FObersteiner · April 25, 2024, 6:05am

so is this really considered a (short term) goal for a language feature? I mean, I can see the importance, but why not have a 3rd party library implementation first, then integrate that into the language? For comparison, I’m thinking about PR #19549, which is a much less complex topic in my eyes, but AndrewK’s position is clearly “3rd party implementation first”.

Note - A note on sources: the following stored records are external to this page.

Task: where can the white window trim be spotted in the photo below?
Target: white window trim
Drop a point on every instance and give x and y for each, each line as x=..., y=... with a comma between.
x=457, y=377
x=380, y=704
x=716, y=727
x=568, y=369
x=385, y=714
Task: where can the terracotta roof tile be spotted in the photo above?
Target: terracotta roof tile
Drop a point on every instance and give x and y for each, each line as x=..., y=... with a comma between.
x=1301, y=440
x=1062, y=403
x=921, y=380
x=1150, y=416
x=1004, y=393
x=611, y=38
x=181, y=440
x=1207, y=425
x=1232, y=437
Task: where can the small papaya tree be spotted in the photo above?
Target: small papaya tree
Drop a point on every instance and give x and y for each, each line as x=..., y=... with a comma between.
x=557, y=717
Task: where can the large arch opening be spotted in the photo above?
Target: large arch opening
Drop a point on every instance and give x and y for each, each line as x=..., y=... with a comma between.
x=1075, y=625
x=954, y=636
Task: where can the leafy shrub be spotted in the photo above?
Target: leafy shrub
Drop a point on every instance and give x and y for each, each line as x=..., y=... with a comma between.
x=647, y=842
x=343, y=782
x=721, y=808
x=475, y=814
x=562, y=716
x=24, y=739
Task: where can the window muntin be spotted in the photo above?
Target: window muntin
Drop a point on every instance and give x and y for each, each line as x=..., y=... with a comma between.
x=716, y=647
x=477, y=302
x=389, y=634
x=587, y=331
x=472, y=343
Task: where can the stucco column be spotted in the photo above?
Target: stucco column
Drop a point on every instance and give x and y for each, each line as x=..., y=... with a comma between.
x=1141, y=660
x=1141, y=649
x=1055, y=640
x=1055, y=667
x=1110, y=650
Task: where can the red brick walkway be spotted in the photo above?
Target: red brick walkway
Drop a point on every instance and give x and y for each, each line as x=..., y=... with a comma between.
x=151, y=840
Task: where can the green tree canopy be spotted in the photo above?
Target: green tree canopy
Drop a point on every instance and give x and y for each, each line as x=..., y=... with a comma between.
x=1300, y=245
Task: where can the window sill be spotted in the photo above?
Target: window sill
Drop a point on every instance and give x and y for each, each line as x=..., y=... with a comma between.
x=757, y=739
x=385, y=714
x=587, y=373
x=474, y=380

lisael · April 25, 2024, 9:21am

The huge difference with a wait group, is that you must explicitly have a reference to a living nursery to create a concurrent task. This re-allows local reasoning and flow control, and allows strong assumption about the functions you call. Traditional Async IO systems broke abstraction and the black-box reasoning about your code. In this snippet, I know everything I need to fully understand the flow of the code and the use of resources:

// pseudo-code
{
    // initialize a resource
    var f = File.open("/tmp/example");

    var n = Nursery.new();

    // in a real world scenario, we would probably use defer, taking advantage of the
    // execution order (or using scopes/blocks):
    // defer f.close();
    // defer n.join();

    // the syntax here is arbitrary.
    var t1 = n.start_soon(third_party.foo(f));
    const result1 = await t1;

    // At this point, we know for sure that we could safely close the file, 
    // because no nursery can leak outside of third_party.foo(), and therefore,
    // any potential concurrent task in foo() has reach termination.

    const result2 = await n.start_soon(third_party.bar(n, f));

    // here, we shouldn't close the file, because we passed bar() a nursery.
    // Some concurrent tasks may still run, that need the file.

    n.join();
    // now, we're safe;
    f.close();
}

Wait groups won’t give these levels of guaranties, because they are optional, not a fundamental, required primitive of concurrent programming.

That said, Zig is not Rust, and guaranties are are not as strong, but this pattern mimics allocators. A well-behaved lib shouldn’t allocate memory themselves and accept an allocator where it’s needed. A well-behaved lib should always clean the nurseries they create, and accept a nursery if they need to leak concurrent tasks.

The next good part is that nurseries are the place where the systems keeps track of concurrent tasks and it’s fully exposed to the user. It may even be user-defined, to customize things like cancellation, error handling, timeouts, debugging…

Sze · April 25, 2024, 9:58am

I think the being able to shut down things and switching the behind the scenes implementation are the interesting parts. Similar to how switching allocators allows you to do interesting things.

However I think if a language uses or supports these, I also would want to be able to enforce cpu, memory and other usage limits through these nurseries. (Personally I think rackets name for a similar concept “Custodians” is better)
Maybe these limits can all be enforced completely in userspace, but if not it would be good to have some language support.

Without these limits one task can simply spin forever leaking / collecting more and more resources.